Heather wasn’t playing around. I backed down when she situated herself in front of me with one single heel clack.
“Is it TRUE your father is currently interrogating the SON of the INFAMOUS Six-Eyes?”
I swear a little bit of saliva hit me on the cheek.
Six Eyes was the opposite of my father.
Dad strived to protect our town and everyone in it. Six Eyes, who was locally famous for the mutation that came with his ability, sought to destroy it. If Dad could be compared to a superhero, Six Eyes is more of a villain.
The proportions of his face are all messed up. I’ve only met him once, and Dad made me wear eye protection.
It only takes one single glance at this guy, and he’s got you.
Obviously, it’s not like the movies. Six Eyes can’t make mindless armies.
But he can greatly influence town leadership, slipping into the Mayor’s office with nobody batting an eye.
The problem was, if Six Eyes covers up his mutation, he looks like your average guy which puts him perfectly under the radar.
Nobody suspected the community college professor Marcus Caine to be a psychopathic maniac with the ability to contort the human brain.
Dad did manage to apprehend him, only for Six Eyes to break out of prison two weeks later.
His twenty year old son, Cartwright, wanted nothing to do with him, intentionally leaving town and stepping over the barrier to forget the town (and his father) ever existed.
I’m not fully sure how the mind wipe works, but I do know that spending too much time away from town causes physical symptoms.
I think Cartwright is drawn back every two to three months to avoid suffering an aneurysm.
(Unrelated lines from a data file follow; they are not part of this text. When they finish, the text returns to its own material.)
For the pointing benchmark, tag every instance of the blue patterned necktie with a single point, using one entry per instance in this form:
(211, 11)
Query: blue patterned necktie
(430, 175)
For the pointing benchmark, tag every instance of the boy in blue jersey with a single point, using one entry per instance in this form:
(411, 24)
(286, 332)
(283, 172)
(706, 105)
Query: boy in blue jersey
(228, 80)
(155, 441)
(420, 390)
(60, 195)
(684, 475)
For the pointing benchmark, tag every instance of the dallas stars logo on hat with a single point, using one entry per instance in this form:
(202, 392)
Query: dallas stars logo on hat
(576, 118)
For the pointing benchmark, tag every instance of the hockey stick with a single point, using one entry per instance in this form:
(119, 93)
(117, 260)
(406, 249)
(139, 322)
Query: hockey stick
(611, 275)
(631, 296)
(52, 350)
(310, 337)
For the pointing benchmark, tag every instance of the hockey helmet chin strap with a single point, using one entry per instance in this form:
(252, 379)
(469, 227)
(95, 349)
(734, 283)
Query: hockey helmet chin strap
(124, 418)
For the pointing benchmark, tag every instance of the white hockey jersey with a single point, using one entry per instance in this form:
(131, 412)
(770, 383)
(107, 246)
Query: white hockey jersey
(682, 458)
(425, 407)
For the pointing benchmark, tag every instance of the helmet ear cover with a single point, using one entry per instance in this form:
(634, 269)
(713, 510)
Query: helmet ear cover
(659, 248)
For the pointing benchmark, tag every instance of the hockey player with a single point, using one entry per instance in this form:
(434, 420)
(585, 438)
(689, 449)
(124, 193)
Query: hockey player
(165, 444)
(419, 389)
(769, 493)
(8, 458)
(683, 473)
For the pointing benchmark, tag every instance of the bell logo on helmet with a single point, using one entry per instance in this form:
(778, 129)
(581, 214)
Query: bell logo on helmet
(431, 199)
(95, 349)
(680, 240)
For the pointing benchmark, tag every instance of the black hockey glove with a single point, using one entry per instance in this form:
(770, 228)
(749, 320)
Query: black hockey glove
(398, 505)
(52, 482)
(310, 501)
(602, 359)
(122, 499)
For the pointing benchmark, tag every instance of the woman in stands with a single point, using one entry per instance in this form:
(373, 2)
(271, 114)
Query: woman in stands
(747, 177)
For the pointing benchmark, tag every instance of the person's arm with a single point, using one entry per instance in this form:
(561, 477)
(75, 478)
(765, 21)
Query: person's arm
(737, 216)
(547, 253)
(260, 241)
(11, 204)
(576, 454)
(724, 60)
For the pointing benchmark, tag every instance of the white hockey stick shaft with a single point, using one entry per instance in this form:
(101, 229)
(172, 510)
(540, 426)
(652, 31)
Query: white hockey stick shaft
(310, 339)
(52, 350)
He had even legally changed his name to get as far away from his psycho father as possible.
The boy was only in town for a few weeks on vacation from college.
However, over the last few days, my father had reasons to believe Six-Eyes was in contact with his estranged son.
I twisted around, maintaining a wide smile. “No comment.” I told the cameras.
The anchorwoman nodded slowly, thrusting her microphone further into my face. I had to hold back a sneeze.
“But your father is interrogating him now, correct? Millie, can you tell us what… techniques he is using?”
She was trying to get me to spill or trip over what I was saying so my words could be taken out of context.
Dad didn’t get mad easily, but his smile did start to slightly falter when I told Channel 7 our family’s business.
Shutting the press down, I shook my head, making sure to stretch my lips into a big, cheesy grin. Just like my Dad told me. I cleared my throat.